As Martha used to say: "It's a Good Thing."

Day 120:

Gosh, I like purple. Too bad this sweater is shapeless at the bottom and acrylic as well. How cute would it be in silk?!

White Stag sweater: $10; To the Max blouse: $3 (clearance); Calvin Klein cords: $17 (Sam's); Earrings: $7 (George, I think)  Total: $37

Day 21:

I call this my Poor Girl's Ducks Unlimited Field Brunch ensemble. Very khaki and earth-toned for camouflage, with a luxe scarf for style. The vest is from the men's department (Great idea, Carrie!) and is faux-sheepskin lined. The outer shell is a reasonably soft canvas. Sturdy zipper. Deep pockets for extra shotgun shells or a dainty silver flask.

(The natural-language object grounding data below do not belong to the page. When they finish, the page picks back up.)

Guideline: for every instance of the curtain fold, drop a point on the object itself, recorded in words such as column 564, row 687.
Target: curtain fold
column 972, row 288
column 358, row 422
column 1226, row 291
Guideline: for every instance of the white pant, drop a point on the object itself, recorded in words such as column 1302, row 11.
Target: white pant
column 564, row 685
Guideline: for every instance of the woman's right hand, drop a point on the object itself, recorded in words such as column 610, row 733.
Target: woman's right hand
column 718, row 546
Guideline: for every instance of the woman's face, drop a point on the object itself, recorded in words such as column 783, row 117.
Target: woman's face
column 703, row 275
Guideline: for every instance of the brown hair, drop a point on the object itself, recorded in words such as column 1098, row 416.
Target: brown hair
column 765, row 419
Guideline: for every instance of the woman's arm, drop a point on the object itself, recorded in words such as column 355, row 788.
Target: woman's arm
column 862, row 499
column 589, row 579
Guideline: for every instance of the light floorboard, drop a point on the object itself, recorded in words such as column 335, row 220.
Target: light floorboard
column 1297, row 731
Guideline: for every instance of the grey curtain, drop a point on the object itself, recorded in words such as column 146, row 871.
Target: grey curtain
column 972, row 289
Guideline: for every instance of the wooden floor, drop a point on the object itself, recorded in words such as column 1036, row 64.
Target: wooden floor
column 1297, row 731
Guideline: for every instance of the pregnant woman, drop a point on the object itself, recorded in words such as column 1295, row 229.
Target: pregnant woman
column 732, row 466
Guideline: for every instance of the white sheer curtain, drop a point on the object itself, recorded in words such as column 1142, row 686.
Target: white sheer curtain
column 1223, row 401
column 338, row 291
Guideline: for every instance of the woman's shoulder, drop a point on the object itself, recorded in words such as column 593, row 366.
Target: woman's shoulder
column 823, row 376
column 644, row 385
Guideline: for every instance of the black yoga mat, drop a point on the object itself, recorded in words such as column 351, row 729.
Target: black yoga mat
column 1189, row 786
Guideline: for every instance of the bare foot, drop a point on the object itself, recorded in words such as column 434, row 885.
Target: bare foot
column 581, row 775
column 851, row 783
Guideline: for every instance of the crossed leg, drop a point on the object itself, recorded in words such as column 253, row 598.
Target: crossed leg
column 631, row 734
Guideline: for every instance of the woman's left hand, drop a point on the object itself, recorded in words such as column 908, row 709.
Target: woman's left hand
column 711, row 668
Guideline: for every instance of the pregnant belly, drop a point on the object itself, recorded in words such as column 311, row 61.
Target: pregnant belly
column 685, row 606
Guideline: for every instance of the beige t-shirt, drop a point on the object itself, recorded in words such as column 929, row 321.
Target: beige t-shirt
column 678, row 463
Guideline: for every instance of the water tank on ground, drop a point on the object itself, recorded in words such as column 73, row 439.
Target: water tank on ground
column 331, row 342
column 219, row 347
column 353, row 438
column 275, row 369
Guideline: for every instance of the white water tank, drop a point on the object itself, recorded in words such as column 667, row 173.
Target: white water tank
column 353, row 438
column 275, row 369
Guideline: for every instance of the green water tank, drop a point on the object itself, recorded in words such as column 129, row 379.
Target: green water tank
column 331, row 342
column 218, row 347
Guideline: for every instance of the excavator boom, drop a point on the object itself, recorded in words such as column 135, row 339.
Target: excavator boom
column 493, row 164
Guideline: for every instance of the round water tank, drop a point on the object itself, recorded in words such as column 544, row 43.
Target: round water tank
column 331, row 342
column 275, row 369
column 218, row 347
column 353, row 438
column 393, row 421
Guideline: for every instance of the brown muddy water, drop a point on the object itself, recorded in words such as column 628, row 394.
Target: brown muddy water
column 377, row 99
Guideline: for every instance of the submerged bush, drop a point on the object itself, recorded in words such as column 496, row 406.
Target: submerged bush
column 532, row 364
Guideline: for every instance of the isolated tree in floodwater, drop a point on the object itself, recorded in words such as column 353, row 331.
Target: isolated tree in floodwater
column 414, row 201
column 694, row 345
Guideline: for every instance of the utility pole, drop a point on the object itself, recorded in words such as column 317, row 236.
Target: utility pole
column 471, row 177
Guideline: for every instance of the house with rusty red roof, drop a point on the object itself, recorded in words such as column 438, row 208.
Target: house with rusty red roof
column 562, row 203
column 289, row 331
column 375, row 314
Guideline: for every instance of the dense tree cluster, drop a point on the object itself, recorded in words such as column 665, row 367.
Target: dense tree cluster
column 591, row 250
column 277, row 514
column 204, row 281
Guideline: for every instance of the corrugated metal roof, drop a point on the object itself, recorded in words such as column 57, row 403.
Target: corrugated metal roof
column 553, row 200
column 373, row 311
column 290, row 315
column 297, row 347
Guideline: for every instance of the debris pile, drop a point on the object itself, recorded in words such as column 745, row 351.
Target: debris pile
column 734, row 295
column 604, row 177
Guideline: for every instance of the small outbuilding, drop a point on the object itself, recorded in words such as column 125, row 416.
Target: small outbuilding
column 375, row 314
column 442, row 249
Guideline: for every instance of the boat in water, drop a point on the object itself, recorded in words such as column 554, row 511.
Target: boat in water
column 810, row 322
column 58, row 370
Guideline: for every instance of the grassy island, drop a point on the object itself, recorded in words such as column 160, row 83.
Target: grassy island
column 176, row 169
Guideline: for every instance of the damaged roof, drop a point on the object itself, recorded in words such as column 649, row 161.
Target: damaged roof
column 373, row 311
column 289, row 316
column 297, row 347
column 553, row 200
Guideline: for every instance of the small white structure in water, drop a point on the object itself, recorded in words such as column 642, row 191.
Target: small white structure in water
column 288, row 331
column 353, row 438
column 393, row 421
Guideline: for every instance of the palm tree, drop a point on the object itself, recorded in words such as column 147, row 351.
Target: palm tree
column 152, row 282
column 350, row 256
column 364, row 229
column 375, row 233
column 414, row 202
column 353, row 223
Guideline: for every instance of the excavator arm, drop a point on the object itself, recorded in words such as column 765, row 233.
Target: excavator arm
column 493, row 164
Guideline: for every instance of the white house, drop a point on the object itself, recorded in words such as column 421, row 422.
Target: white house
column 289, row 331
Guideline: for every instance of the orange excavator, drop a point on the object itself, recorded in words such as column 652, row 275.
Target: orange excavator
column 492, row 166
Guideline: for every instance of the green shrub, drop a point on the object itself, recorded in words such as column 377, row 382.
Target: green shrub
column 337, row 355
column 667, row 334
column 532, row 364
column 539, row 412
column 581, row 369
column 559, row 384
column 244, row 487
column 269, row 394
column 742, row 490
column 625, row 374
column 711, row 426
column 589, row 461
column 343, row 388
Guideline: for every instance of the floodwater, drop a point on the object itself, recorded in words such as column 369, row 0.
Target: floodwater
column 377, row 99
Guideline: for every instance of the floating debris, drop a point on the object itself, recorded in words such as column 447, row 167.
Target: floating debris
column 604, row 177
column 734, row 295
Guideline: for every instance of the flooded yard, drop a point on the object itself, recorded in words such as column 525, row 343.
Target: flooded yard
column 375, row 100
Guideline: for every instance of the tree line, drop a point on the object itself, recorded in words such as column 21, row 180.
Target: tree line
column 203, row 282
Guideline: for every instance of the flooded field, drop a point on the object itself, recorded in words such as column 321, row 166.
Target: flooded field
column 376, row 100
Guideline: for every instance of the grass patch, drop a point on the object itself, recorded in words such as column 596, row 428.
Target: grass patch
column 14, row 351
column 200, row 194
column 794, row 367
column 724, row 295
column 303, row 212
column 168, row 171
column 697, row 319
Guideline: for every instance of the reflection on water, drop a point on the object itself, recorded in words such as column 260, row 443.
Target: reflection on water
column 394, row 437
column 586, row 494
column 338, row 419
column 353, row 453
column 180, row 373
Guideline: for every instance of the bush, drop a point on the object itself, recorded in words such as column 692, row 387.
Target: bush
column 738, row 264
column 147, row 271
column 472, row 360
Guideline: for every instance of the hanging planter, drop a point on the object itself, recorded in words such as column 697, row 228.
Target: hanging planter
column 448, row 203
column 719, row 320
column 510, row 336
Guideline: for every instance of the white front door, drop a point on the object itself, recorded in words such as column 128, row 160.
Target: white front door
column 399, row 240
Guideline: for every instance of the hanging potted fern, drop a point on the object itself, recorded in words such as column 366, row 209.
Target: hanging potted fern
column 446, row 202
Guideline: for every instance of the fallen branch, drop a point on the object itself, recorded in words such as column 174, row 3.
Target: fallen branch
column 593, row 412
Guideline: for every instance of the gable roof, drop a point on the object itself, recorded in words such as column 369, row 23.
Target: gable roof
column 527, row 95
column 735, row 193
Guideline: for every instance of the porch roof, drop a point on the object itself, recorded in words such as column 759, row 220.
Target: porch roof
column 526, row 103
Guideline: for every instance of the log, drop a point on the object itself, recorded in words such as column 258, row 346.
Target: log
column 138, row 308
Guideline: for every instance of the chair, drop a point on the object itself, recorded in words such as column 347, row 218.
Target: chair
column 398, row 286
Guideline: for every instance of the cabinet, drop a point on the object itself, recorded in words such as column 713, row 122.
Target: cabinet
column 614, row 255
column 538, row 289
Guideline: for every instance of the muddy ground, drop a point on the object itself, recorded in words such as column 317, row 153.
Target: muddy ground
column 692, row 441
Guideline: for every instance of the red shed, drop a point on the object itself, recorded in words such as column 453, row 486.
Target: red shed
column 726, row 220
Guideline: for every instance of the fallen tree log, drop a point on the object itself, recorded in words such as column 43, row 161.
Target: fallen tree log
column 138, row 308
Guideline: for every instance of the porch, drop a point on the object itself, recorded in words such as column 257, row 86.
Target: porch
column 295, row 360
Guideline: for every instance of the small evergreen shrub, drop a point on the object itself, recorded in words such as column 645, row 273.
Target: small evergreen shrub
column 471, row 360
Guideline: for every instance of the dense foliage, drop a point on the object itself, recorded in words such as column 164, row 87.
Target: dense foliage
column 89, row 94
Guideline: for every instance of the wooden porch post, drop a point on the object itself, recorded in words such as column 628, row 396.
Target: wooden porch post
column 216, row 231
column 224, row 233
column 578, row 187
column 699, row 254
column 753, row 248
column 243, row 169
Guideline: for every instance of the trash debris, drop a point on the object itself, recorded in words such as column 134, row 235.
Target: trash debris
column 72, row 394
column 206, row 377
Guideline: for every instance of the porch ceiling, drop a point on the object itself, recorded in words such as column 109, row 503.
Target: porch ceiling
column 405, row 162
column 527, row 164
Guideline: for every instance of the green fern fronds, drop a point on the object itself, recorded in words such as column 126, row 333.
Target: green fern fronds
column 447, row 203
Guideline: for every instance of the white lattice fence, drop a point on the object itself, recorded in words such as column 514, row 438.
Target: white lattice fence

Wrangler vest: $25 (men's dept); Norma Kamali French terry 5-pocket pants: $15; scarf: $5; George turtle: $10; No Boundaries belt: $8; Faded Glory boots: $23; Earrings: $7  Total: $93

Visited StLouis briefly this past weekend and browsed some new Norma. More on that later....

Hope you're having a terrific week!


  1. So true, so true! I often find the best - clothes, books, nicknacks - are those things that I revisit over & over again, seeing them with new eyes each time, and loving them still. Doesn't it make you all warm & fuzzy inside when you read your words again and find that they still ring true days and months and years later? Sure, some of the sweaters and purses and shoes have to go, but (much like the words & phrases and characters) the ones that get to stay are loved all the more for the fact that they endure, that they still give you that satisfied feeling when looking at them from new perspectives.

    And yay on the vest, looking good as always! : )

  2. Hey lovely,

    I loved this post! I enjoy revision on short projects, find it more daunting on the longer ones. And time is key which is hard because I'm always fighting with that impulsive -- get it out there, it's brillaint, followed by, OMG, it's a nightmare, people will think the sepsis did cause brain damage (I read that result is not an infrequent side effect -- joy!) As for decluttering, it is my very favorite thing to do. I would love to be a professional organizer (nobody ever watching me in the world would imagine it, but I'm very organized in the house, to the point of madness) I love your story about the sweater. That old impulse of making things work, no matter what, based on an ideal. I'm definitely a member of that club.

  3. Carrie, you're so sweet. You said it all much better than I did. It makes me think I need to do a post on some of my treasures. : )

    Dearest Michelle, Will you please come and organize me? And for me, that "impulse of making things work, no matter what, based on an ideal" often makes life very interesting--in that Chinese curse kind of way.

  4. Yay! Treasure post, treasure post! I should think that would be a fun one to read. Of course, so far everything you write is fun to read...

    Michelle, if you're interested in being a roving organizer, please add me to your list of stops. I live in a state of organized clutter, currently!